SoCal is a great place to find premium Mexican products and I couldn’t helped myself to stock up on delicious poblano peppers. I used to grow them in my garden (back in the days where I didn’t travel so much because pepper plants are by far my favourite plants to grow) but they never came out as big and spicy as the one you find in California. Apparently, the more sun engorged the pepper plant is, the spicier it’s pepper will be. I learned this, the hard way, the first time buying some, when we briefly lived in San Diego.
Clearly, they aren’t even near as spicy at other peppers like the jalapeños or habaneros but they still got a nice mild kick to them. When ripen to their fullest, they turn to a nice bright red and called Ancho peppers, often ground in to powder.
So I had these gorgeous green poblano peppers, some cheese and some polenta (I ALWAYS have polenta in the house because it’s so versatile and delicious), in my pantry/fridge so here’s a fun Mexican/Italian fusion recipe that’s not only easy to make but that can also be made way in advance. Perfect finger food for an afternoon snack or for a game day, I really hope you enjoy it as much as I am right now *^_^*
- 2-3 poblano peppers
- ½ cup of all purpose flour
- 1-2 beaten egg
- 1-2 cups of panko breadcrumbs or regular breadcrumbs
- For the filling:
- ½ tablespoon of salted butter
- ½ cup of dried polenta
- 1¾ cup of water (cold)
- 2 tablespoons of cream cheese
- ¼ cup of finely grated and tightly packed sharp cheddar cheese
- Salt & Pepper to taste
- Quick Salsa for dipping:
- 2 fresh tomatoes
- 1 clove of garlic
- handful of fresh cilantro leaves
- 1 green onion
- juice of 1 lime
- Salt & pepper to taste
- - Pre-heat the oven at 350, line a parchment paper or aluminium foil on a baking sheet.
- - Put the poblano peppers in the oven for 20 minutes.
- - In a small sauce pan, mix the cold water, the polenta, butter and make it warm (light simmering, no boiling), on the stove top at medium/low heat while never stop stirring.
- - Once all the liquid is absorbed, lower the heat to the minimum and constantly stir (because if you don't, it will splash) for an extra 2-3 minutes to make sure the corn is softened.
- - Remove from heat and add in the two cheeses, salt & pepper to taste. Mix well till it's uniform.
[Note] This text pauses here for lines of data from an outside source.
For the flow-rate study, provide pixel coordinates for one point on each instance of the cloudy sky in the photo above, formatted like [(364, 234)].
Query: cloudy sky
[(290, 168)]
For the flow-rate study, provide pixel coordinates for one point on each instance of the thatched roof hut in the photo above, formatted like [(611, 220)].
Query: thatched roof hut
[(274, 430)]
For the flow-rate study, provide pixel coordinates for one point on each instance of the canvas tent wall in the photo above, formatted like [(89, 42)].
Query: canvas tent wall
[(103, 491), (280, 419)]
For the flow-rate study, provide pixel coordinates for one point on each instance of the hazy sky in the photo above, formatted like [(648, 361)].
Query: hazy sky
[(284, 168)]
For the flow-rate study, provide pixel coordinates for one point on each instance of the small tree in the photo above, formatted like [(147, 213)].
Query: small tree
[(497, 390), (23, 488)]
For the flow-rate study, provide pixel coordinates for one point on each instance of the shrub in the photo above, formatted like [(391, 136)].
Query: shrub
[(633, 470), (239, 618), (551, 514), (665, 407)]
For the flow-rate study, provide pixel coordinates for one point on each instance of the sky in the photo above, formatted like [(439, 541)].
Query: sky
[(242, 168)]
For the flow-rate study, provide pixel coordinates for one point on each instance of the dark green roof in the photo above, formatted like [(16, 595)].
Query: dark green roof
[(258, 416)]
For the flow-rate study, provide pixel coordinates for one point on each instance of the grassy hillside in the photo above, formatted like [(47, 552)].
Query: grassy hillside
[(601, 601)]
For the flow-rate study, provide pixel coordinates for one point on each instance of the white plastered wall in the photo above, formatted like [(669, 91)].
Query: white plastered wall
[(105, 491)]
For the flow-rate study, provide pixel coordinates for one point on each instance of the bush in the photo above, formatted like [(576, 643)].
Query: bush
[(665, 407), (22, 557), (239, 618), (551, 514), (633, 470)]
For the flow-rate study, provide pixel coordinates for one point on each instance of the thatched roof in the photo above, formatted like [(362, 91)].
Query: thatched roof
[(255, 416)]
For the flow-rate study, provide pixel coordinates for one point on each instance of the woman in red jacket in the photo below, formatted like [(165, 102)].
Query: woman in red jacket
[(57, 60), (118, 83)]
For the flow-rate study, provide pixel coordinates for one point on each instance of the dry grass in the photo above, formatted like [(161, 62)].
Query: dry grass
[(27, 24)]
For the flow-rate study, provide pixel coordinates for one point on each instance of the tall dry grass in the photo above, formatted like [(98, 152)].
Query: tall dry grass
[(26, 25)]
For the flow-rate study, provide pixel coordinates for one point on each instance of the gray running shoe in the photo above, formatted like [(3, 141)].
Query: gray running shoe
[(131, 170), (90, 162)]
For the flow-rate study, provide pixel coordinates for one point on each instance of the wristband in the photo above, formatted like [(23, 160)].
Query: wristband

- - Either in a pipping bag or a Zip-Lock, pour in your cheesy polenta.
- - Remove the peppers from the oven, cut the top and carefully empty the inside, making sure not to break it. Do NOT remove the skin around.
- - Stuff your peppers with the cheesy polenta and wrap them in aluminium foil. Leave in the freezer to harden standing up for at least 1-2 hours.
- - Once hardened, slice the peppers in rings. Dip once in the flour, then the beaten egg and finally in the breadcrumbs.
- - Store in the freezer till you're ready, all these first steps could be done days in advance. When you're ready to eat them, heat up the oven at 400F and bake on a parchment paper for 25 minutes, turn them around and continue the cooking for an extra 15 minutes till they have a nice colour on both sides.
- - For the salsa, put all the ingredient in a small electric blender and blend. Serve with the breaded peppers.
A slight note on next time I make them, I’ll use the small poblano pieces from the cut parts of the peppers to add them to the polenta. They were great this way but an extra poblano kick inside the filling would make them even better. Let me know if you try it and don’t forget to add salt to the filling to make it nicely flavourful.